Aku tersenyum kecut ke arah Pak Damar dan dia tampak biasa-biasa saja, kemudian aku berjongkok mensejajarkan tinggi dengan anak kecil di hadapanku ini.
“Hai, siapa ini namanya?”
“Alion.” Aku mengalihkan pandangan ke Pak Damar, dia tahu maksudku tanpa harus kutanya.
“Namanya Arion.”
“Oh, Arion.” Perasaanku saat ini, entahlah, aku sulit menjelaskannya. Mataku sudah berkaca-kaca, aku sudah berjanji untuk baik-baik saja menerima kenyataan ini. “Arion, ada yang perlu tante bantu?” Di sini aku adalah karyawan papanya, aku harus profesional bukan.
“I've been looking for you for a long … long—“ Aku menyernyitkan dahi, untuk apa dia mencariku? Arion adalah anak yang sama dengan yang pernah kulihat di swalayan dan restoran, meski saat itu aku tak jelas melihat wajahnya tapi aku hafal bentuk tubuhnya. Aku tak melihat kemiripan antara Arion dan Kak Damar, apa mungkin dia mewarisi wajah Kak Dinda karena wajahnya lebih dominan wajah bule.
“Ayo, Rion kita pergi,” ujar Kak Damar. Padahal aku menunggu Arion menyelesaikan kalimatnya tapi Pak Damar terkesan memotong kalimat Arion, Arion mengangguk patuh, dia mendekatiku.

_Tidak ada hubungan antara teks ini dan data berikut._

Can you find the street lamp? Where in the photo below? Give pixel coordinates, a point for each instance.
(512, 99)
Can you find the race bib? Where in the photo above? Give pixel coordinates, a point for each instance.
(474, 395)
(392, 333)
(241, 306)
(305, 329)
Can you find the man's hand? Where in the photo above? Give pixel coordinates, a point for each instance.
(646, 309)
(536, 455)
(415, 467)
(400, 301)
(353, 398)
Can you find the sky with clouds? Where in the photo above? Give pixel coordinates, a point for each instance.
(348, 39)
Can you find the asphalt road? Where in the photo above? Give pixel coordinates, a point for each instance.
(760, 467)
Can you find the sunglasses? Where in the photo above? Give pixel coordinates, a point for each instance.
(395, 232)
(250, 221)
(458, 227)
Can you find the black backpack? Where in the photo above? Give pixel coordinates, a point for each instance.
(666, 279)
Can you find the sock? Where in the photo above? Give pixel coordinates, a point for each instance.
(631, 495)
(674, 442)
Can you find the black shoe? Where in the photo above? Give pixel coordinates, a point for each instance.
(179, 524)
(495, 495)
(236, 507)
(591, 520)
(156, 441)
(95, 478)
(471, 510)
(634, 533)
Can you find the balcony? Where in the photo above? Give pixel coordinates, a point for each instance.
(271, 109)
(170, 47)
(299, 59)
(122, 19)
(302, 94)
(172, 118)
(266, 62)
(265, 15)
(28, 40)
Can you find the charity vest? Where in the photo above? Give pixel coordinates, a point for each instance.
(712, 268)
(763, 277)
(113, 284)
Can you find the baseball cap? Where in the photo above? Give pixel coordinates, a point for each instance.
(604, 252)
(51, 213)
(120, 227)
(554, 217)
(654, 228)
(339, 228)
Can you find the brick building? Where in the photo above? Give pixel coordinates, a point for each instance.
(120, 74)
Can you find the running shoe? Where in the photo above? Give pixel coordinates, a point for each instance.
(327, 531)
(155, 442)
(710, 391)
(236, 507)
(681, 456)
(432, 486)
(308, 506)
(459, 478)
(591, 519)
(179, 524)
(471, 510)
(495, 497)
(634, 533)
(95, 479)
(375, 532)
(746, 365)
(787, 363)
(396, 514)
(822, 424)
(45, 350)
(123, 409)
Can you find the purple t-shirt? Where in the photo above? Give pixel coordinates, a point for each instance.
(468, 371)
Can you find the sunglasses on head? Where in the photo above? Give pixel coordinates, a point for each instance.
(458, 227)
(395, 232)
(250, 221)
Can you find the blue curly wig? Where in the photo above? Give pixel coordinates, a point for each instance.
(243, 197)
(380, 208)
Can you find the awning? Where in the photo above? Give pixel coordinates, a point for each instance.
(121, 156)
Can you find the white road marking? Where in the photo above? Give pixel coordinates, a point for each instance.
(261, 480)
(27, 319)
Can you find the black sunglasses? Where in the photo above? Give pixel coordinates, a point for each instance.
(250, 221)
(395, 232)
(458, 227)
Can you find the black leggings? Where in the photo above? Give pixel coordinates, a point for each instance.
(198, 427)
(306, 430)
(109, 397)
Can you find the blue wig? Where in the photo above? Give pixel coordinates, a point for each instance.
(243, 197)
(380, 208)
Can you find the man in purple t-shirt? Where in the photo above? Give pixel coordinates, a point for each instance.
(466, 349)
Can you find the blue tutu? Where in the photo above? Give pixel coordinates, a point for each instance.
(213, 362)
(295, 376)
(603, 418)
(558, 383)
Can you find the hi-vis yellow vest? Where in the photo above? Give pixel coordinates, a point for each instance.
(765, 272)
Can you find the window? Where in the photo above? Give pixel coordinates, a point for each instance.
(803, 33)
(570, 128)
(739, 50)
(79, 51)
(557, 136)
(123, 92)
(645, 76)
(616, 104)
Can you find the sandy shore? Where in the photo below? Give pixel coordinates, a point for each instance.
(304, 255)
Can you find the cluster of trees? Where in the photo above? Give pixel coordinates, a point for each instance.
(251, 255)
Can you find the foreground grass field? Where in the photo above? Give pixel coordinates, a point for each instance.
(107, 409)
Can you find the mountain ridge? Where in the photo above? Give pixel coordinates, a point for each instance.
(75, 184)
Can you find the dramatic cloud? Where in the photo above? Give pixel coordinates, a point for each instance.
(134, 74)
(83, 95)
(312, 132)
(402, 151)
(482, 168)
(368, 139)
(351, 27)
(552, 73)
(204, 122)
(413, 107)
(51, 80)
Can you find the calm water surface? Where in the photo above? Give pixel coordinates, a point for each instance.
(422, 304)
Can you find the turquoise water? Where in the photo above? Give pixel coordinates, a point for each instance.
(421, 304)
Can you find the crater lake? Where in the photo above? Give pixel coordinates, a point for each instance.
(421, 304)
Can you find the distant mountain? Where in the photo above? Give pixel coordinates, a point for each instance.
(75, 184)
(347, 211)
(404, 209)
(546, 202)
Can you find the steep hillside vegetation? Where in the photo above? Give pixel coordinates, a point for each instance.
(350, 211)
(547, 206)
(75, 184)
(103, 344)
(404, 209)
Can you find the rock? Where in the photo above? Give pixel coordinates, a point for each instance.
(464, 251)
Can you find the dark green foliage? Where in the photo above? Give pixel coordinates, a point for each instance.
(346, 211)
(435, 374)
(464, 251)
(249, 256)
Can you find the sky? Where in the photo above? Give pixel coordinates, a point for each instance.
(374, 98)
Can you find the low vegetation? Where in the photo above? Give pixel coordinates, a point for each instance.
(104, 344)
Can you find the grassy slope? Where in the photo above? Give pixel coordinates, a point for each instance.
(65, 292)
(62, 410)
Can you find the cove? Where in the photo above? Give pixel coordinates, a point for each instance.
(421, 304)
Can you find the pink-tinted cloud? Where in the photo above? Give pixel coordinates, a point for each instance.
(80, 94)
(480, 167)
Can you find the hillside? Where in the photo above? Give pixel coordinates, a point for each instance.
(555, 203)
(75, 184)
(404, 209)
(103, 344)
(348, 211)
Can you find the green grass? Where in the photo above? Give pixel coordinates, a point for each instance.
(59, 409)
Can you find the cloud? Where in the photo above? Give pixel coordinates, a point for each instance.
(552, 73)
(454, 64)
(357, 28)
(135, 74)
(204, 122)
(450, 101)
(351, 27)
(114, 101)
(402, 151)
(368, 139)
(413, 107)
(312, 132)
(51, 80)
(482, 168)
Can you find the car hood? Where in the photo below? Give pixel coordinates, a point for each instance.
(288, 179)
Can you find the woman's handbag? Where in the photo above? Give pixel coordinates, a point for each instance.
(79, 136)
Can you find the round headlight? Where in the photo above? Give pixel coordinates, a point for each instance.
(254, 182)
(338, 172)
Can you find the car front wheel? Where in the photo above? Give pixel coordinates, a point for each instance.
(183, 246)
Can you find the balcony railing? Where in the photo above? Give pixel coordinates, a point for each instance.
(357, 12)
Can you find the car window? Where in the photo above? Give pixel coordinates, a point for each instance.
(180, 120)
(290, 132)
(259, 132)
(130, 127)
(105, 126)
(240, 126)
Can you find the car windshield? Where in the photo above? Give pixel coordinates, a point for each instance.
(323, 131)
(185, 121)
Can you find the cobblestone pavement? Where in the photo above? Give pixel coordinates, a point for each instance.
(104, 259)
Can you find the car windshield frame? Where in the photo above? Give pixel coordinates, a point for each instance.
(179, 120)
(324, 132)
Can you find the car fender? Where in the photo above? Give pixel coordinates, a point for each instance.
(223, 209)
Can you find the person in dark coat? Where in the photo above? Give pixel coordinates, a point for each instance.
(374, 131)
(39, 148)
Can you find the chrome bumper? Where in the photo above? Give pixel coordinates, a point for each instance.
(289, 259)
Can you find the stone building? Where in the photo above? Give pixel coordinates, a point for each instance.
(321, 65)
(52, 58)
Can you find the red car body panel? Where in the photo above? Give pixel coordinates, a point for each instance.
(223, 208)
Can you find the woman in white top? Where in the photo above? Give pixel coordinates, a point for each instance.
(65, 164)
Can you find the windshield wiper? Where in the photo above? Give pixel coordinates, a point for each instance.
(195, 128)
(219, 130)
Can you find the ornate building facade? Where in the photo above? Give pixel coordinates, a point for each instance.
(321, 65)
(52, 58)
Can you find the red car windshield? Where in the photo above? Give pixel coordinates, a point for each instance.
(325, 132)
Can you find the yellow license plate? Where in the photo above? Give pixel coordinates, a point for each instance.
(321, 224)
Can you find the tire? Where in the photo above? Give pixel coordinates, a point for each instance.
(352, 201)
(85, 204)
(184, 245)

“See you, the best thing Papa ever had,” bisiknya padaku saat dia memeluk leherku. Aku terdiam menatapnya, aku rasa hanya aku yang mendengar ucapannya lalu dia mencium pipiku berulang kali.
Detik berikutnya Pak Damar menarik Arion, dia terlihat salah tingkah. Arion terus melambaikan tangan padaku, aku terus melihat mereka hingga masuk ke mobil dan tak melihat Dinda.
The best thing Papa ever had, aku?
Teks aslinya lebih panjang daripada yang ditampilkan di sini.